Introduction
Knee arthroplasty is an effective treatment option for managing advanced osteoarthritis and rheumatoid arthritis, even in elderly patients. However, super-elderly patients face increased risks of postoperative complications such as in-hospital mortality, deep vein thrombosis, pneumonia, cerebrovascular events, and cognitive dysfunction. This study aims to analyze postoperative complications in super-elderly patients (aged 85 years and older) and elderly patients (aged 70–84 years) who underwent total knee arthroplasty (TKA) or unicompartmental knee arthroplasty (UKA) using Japan’s nationwide DPC database. The analysis was conducted after adjusting for confounding factors through propensity score matching.
Methods
We conducted a retrospective study of 200,925 patients who underwent TKA or UKA between 2016 and 2023. After propensity score matching (1:1) based on age, sex, body mass index, surgical method, and comorbidities, 21,117 patients were included in each group. Postoperative complications, including in-hospital mortality, deep vein thrombosis, pneumonia, cerebrovascular events, and cognitive dysfunction, were analyzed. Multivariate logistic regression identified independent risk factors for postoperative complications.
Results
The super-elderly group exhibited higher odds ratios for pneumonia (2.227, 95% CI: 1.494–3.319), cerebrovascular events (1.720, 95% CI: 1.305–2.266), and cognitive dysfunction (1.767, 95% CI: 1.485–2.103).
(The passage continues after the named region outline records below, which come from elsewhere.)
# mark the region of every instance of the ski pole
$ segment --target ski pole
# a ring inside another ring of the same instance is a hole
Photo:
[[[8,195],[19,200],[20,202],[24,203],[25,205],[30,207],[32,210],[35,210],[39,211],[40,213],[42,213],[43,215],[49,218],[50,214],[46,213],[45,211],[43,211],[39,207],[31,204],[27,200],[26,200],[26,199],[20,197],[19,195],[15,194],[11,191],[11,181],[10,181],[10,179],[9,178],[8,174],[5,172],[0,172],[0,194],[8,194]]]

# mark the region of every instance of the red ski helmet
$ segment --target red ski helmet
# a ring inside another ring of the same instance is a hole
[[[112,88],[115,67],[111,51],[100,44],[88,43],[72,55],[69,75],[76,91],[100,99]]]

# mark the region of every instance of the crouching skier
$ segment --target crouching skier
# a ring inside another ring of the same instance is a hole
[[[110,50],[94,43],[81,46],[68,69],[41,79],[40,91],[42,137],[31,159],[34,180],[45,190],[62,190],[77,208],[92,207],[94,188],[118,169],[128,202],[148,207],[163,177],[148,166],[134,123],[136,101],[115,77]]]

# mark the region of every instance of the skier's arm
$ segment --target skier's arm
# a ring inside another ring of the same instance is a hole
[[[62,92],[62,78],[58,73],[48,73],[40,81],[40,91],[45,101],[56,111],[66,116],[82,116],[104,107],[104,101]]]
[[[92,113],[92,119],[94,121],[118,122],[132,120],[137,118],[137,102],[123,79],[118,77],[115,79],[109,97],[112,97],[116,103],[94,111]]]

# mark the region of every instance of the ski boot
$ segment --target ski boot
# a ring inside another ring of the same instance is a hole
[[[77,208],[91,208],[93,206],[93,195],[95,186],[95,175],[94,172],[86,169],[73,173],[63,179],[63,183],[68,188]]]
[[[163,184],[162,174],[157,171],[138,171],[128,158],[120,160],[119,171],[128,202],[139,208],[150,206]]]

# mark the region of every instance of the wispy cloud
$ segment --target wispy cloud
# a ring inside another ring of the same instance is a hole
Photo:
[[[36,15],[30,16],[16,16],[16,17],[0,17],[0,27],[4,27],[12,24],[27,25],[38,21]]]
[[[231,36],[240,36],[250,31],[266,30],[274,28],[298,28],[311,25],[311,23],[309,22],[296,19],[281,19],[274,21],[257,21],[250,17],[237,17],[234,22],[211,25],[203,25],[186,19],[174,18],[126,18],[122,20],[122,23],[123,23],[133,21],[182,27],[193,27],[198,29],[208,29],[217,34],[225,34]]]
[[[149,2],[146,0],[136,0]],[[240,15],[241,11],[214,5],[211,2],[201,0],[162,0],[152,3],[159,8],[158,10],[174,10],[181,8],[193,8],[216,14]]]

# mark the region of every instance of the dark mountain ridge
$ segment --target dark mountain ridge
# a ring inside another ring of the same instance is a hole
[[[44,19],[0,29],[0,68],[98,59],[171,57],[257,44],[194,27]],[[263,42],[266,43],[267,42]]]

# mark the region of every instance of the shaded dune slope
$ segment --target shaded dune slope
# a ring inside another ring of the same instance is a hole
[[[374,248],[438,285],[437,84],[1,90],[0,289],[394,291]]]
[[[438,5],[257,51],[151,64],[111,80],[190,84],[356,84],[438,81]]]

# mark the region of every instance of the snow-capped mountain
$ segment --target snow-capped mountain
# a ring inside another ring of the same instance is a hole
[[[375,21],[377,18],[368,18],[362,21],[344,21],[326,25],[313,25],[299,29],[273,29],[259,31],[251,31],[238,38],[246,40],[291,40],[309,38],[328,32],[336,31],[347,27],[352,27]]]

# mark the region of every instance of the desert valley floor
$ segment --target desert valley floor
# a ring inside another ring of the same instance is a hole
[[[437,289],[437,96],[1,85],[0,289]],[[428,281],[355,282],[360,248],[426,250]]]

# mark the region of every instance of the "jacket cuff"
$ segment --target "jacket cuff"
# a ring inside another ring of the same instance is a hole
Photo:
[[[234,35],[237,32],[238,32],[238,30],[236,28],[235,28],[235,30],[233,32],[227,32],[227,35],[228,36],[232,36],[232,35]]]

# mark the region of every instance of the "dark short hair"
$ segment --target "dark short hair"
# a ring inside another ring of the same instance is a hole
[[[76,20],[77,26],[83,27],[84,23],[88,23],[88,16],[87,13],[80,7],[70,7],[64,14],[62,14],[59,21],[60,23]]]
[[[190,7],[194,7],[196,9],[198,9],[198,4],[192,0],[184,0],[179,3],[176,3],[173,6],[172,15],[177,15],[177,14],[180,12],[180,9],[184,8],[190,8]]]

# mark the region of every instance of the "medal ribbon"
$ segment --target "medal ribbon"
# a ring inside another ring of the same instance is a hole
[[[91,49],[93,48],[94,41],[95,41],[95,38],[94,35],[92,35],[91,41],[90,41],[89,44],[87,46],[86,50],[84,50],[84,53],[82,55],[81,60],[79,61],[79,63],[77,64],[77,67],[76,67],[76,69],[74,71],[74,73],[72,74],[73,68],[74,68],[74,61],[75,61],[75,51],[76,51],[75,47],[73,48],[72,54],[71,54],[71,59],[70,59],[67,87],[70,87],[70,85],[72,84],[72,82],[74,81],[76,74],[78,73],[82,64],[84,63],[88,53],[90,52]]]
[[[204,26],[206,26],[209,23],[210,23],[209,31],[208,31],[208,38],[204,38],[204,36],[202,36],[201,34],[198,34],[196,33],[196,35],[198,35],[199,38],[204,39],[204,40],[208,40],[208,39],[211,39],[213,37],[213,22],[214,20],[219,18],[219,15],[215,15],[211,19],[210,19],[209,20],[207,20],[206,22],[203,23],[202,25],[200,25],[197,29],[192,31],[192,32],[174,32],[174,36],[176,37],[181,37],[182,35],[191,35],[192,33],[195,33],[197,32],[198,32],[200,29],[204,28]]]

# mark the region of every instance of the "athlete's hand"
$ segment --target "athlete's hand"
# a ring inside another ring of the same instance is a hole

They also had more extended hospital stays and higher blood transfusion requirements. However, no significant differences were observed for deep vein thrombosis, pulmonary embolism, or in-hospital mortality.
Conclusion
Super-elderly patients exhibit increased risks for certain complications, though not for mortality. When clinically appropriate, performing knee arthroplasty before the age of 85 may help reduce these risks.